Right, there is a tool called stfinddevice which allows to lookup what ip advertised on the discovery server on build.syncthing.net syncthing-utils job, but make sure you get some old which has the current version of the protocol (you can try the first available sucessful build which has artefacts), see if the advertised ips make sense.

Check with openssl s_client <ip:22000> (might need word connect before the ip) if you can connect to verify that the firewall rules are correct and actually allow connections.

  1. I’ve tried the stfinddevice program but it doesn’t output anything when I add the device-id.

E.G.: C:\Users\gijsv\Desktop>stfinddevice.exe Q3VME7J-4PN4QF4-OAVJZQA-BMLLAPT-5IZMKFI- FKYILMX-IM5WNY4-NBP6BAD

  1. Regarding openssl:

Where can I get the latest openssl for windows?

I tried running it on my currently installed openssl and I’m being told that “The syntax of the command is incorrect.” when running: openssl s_client <127.0.0.1:22000>

I also tried it without the brackets, which outputs the commands for openssl. I saw there was a host command so I’ve tried this:

C:\Program Files\Apache Software Foundation\Apache24\bin>openssl s_client -host 85.17.189.119:22000 WARNING: can’t open config file: c:/openssl-1.0.1p-win64/ssl/openssl.cnf Loading ‘screen’ into random state - done connect: No such file or directory connect:errno=0

It gives me this message both for the local and external synch host.

  1. I’ve tried disabling the Ipv6 stack on all machines, global discovery changes to 1/2, but still no connection is made.

Are you sure you are using the oldest available build of the utils? I am not sure how to use openssl on windows, you can google around, maybe you are missing thr connect keyword. I guess you could also try telnet or something, just to see if you can connect and that the firewall is doing what it says.

I’ve tried turning off the Windows Firewall, which has solved the problem. So it appears that not just the %ProgramFiles%\SyncTrayzor\syncthing.exe application need to be allowed.

Seems like the data is not bound to syncthing.exe, hence why the rule isn’t being applied:

The firewall log shows this:

The Windows Filtering Platform has blocked a packet.
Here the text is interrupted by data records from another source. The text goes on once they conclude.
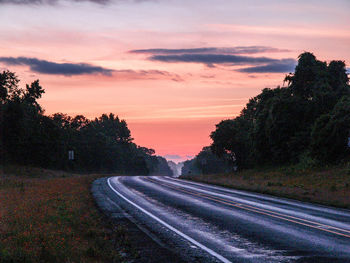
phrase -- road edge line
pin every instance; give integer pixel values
(203, 247)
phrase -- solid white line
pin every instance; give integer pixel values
(208, 250)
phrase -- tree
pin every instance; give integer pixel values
(331, 132)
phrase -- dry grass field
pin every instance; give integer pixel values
(328, 186)
(48, 216)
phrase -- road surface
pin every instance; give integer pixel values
(204, 223)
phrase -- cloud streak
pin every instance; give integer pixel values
(53, 2)
(227, 56)
(213, 59)
(282, 66)
(47, 2)
(53, 68)
(210, 50)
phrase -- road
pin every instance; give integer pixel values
(204, 223)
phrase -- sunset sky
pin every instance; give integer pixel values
(171, 68)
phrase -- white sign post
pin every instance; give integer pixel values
(70, 155)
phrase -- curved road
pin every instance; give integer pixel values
(204, 223)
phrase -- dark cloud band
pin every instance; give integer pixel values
(282, 66)
(53, 68)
Application Information: Process ID: 0 Application Name: -

Network Information: Direction: Inbound Source Address: 23.246.204.13 Source Port: 0 Destination Address: 208.76.248.162 Destination Port: 0 Protocol: 6

Filter Information: Filter Run-Time ID: 74332 Layer Name: Transport Layer Run-Time ID: 13

I haven’t played with syncthing-utils before; they seem interesting. Build 106 is the earliest available build I could see - I did try decrementing the URL. Using build 106 on Windows x64, stdevice returned no output here, either. I also tried adding the -server string specified in the usage.

Using Wireshark I can see UDP packets being sent to 194.126.249.5:22027 but nothing coming back. I have set my firewall to allow any traffic from 194.126.249.5.

stfinddevice returns exit code 0 for each query.

Try: openssl s_client -connect host:port

n.b. angle brackets <> are commonly mentioned to enclose a mandatory command, but you do not include them when you enter the command. Square brackets are used for optional commands.

ping [-t] <host>

Would translate to: -t is an optional extra, host is mandatory. Both of these are valid:

ping -t example.com

ping 127.0.0.1

I think the last build which was usable with the current iteration of the protocol was 103. Since Jenkins keeps only 10 builds, this is now lost, and the tools speak the new protocol, which is not yet rolled out, hence why it doesn’t work.

Thanks for the support. I’ve found the issue as posted above (the firewall had syncthing.exe bound traffic allowed, but for some reason traffic was being send on TCP port 0 (which isn’t bound to syncthing) and as a result dropped.

I found that I had to manually allow all traffic from the IP’s used by my hosts to allow them to communicate. This works, but for each host an exception needs to be made.

Is there any fix for this in the making? It’s impossible to make an exception for all IP’s in a cluster when there are more than lets say 5 devices. (because each and every device needs to have this exception firewall rule and it needs to be updated on each device when a new device is added)

I’m thinking the issue might be that Syncthing is using it’s own way of sending a ICMP ping, instead of using the build in to windows ping? (because the log file tells me it times out sometimes, but a normal ICMP ping doesn’t show any packetloss or latency spikes)

Syncthing does not send pings, and we always reuse the same port for server connections. For client connections the OS assigns a random port, but that should not be firewalled, so I am not even sure what you are talking about.

Well, if syncthing doesn’t send pings then why do I see: [Q3VME] 00:18:18 INFO: Connection to FWFDCL3 closed: ping timeout? or is that a synchtrayzor function?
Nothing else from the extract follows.